I've recently been running some workshops for young people that have involved using mud. The preparation of the space (not by me) has been reminiscent of an alien autopsy lab ..... the floors and tables covered with thick plastic sheeting to 'protect' the room. At the end of each session I've bagged up the slightly soiled plastic sheeting with thoughts of sculptural pieces. Having brought them into the studio I've added dirt to them and began working with it on a large scale, something I don't often have the opportunity to do.
The view from the studio that has inspired so many artists is other-wordly - It's almost unreal. Every time I look up I am taken aback by the picture perfect postcard view of St Ives, every minute a photo opportunity, but is it really the reality of St Ives? I've decided to muddy the view, to cloud the perspective, to dirty up what appears to be so perfect. Echoing a project I did recently with artist Jonty Lees ( https://circuit.tate.org.uk/2015/04/popping-up-in-penzance/) where on the first few days of taking over an empty shop we played with windowlene on the windows, making patterns, doodling with our fingers in the white wash, viewing the street from a hidden perspective I've decided to do the same but with dirt. I feel a set of alternative Dirty Postcards coming on .....
The traces that other artists have left behind. I've spent most of the day photographing the floor and the wall - not sure what I will do with the images, just a nice record of who has been before and what I'm noticing as I take in my new surroundings.
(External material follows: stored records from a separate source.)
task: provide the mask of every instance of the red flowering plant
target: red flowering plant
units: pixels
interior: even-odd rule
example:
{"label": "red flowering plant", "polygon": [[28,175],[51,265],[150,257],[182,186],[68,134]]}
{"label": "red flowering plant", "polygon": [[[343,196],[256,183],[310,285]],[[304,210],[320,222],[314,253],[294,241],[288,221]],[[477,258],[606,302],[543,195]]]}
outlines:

So on day 2 of me trying to talk about my work I realise I need to start dismantling everything due to moving out of my studio in Marazion. I've been aware of this for quite a while now, just been in a state of denial, not so much sad to be leaving this space, but more what the hell am I going to do with everything whilst I seek a new studio?!
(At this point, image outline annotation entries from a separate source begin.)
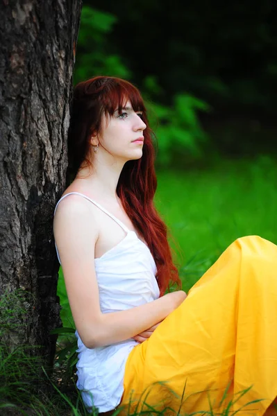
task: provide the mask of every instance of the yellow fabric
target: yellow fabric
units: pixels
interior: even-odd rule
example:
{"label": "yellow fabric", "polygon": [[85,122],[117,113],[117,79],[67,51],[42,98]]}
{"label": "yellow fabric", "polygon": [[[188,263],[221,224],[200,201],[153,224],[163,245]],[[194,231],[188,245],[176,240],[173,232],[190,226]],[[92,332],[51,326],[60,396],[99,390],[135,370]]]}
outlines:
{"label": "yellow fabric", "polygon": [[181,414],[207,411],[210,404],[219,413],[230,400],[235,411],[263,399],[238,413],[260,415],[277,396],[277,246],[272,243],[251,236],[226,250],[183,304],[131,352],[121,404],[131,398],[134,412],[140,398],[138,409],[145,401],[176,412],[185,386]]}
This studio is damp and cold (whose isn't?) but with that the outside seeps in. Ivy and brambles crawl through the walls and doors and I often walk in to find swallows up in the rafters, or sadly more often then not, dead ones tucked behind all my junk.
I think this studio environment has inspired my work over the years. I'm fascinated with mould growth and the intertwining forms connecting living and dead matter, where ivy grows through a building wall, where dug up roots begin to re-shoot and where fallen trees quickly become covered with crawling plant life.
I have recently been using a combination of synthetic and natural materials to construct hybrid sculptures, this has also involved melting some plastics (not good I know), mainly scraps I've found around the studio, both inside and out. Toxic environments are intriguing, out of decay and destruction life form usually finds a way. I wanted to continue 'growing' this work so it sprawled and hung and took over my studio.
For now at least it has to be all packed away.
Four long days at the beautiful, spacious and steeped in history, Porthmeor Studios, St Ives. So short a time but it felt like a luxury, a holiday away from the norm, I didn't have to rush off each day to carry on with all my other duties, I stayed, immersed myself and made the most of the space.
It was an opportunity to work in an empty environment, away from the chaos and clutter of my studio back in Marazion. An opportunity to see works in progress clearly and develop ideas and experiment with no set agenda or outcome.
Most of the pieces I'd been working on were destroyed at the end, mainly due to the ephemeral fragile nature of them. It felt good, it always does.
Mould studies using biro ink ....
Developments of my mould imagery, by having my works on paper and wood arranged I'm able to have a constant reference point with the sculptural work I'm currently playing with. Fascinated with mould growth and the intertwining forms connecting living and dead matter, where ivy grows through a building wall, where dug up roots begin to re-shoot and where fallen trees quickly become covered with crawling plant life, is where I'm gathering inspiration.
I always love a peek into fellow artists studios, seeing work in progress and ideas being played with.